For those taxpayers who already have filed and paid taxes on the full amount of their unemployment benefits, the IRS said it will determine the correct taxable amount. “Any resulting overpayment of tax will be either refunded or applied to other outstanding taxes owed,” the agency said.

The first wave of refunds is expected in May. The distributions will continue into the summer, the agency said.

Some people may still need to file an amended return if the tax break on their unemployment benefits would make them eligible for certain federal credits and deductions once their taxable income is adjusted.

Here’s an example of what this means. Taxpayers may need to file an amended return if, because their income was too high, they didn’t claim the earned-income tax credit on their 2020 return.

The EITC helps low-to-moderate-income workers and families reduce their taxes and can result in a refund. It is one of the biggest tax breaks: Working families with three or more qualifying children are eligible for up to $6,660. Workers without a qualifying child can receive up to $538.

In cases where someone claimed the EITC, the IRS said it can adjust the return to account for a change in their income status as a result of the unemployment tax break.

For those who haven’t filed yet, the IRS said it is working with the tax preparation industry to make sure the software the companies use has the updated instructions.
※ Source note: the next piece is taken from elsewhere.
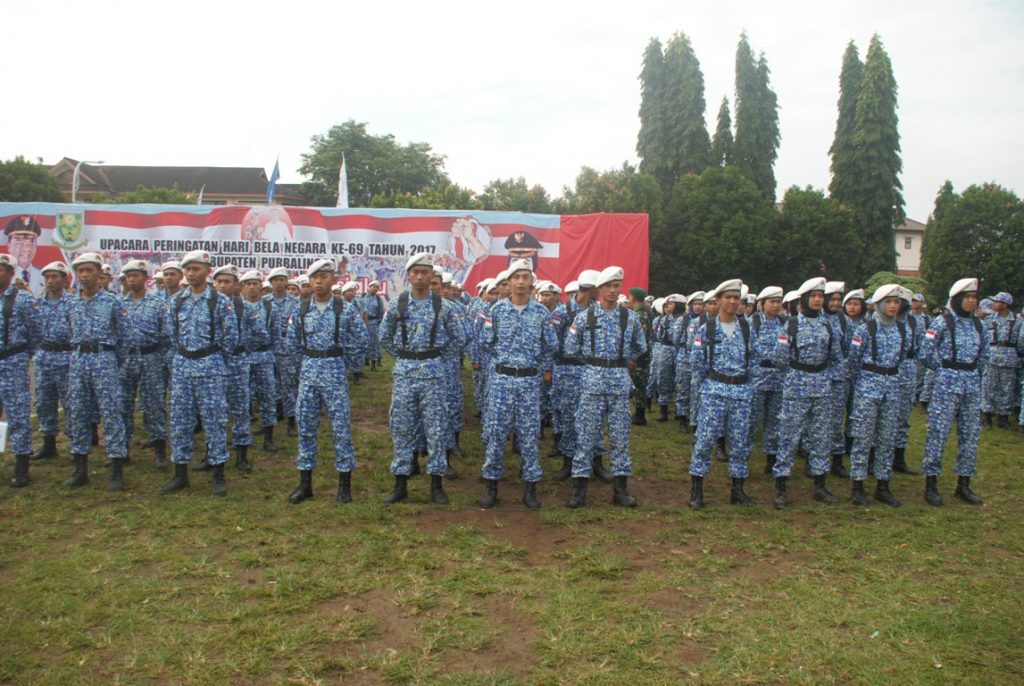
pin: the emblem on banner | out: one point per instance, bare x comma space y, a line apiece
69, 230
If you’re doing your own taxes, you can find an updated worksheet about the unemployment income exclusion at

By the way, to claim the EITC, you must have earned income. In a typical tax year, you wouldn’t be able to count unemployment benefits toward qualifying for the EITC. However, to address the high number of people who lost their jobs because of the pandemic, the Taxpayer Certainty and Disaster Tax Relief Act of 2020, signed into law Dec. 27, expanded eligibility for the EITC, allowing people to use their 2019 earned income to claim the credit.
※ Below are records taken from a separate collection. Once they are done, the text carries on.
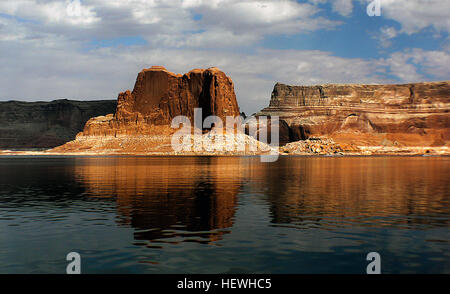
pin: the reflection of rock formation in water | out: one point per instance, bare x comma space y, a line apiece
366, 115
325, 191
166, 200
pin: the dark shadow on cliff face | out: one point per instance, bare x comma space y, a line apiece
25, 125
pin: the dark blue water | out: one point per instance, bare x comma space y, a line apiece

This new federal tax break for unemployment compensation, I’m sure, will be a welcome relief for millions of Americans. But here’s the problem: It’s a one-time deal that applies only to the 2020 tax year. Congress should act to make the tax break permanent.

People shouldn’t have to pay taxes on their unemployment checks. Until 1979, unemployment benefits weren’t taxed by the federal government. The benefits have been fully taxable since 1986.

Some policymakers had argued that unemployment compensation should be taxed because people needed a disincentive to rely on this type of assistance. It’s a ridiculous argument pushed by politicians who clearly have never worked with the unemployed.

I have a lot of experience helping people who have lost their jobs. Not once have I ever heard anyone refer to their unemployment benefit as some sort of jackpot. People aren’t jumping for joy that they can sit back and stream movies on Netflix all day.

Even with the enhanced benefits because of the pandemic, many families are still struggling to make ends meet. The money people collect in unemployment is a help but hardly a windfall worth turning down a good job offer for. It’s a financial lifeline that recipients know will be cut eventually — after 26 weeks for most. Taxing this compensation doesn’t incentivize people to look for work. It just makes it harder for them to survive while they’re searching for employment.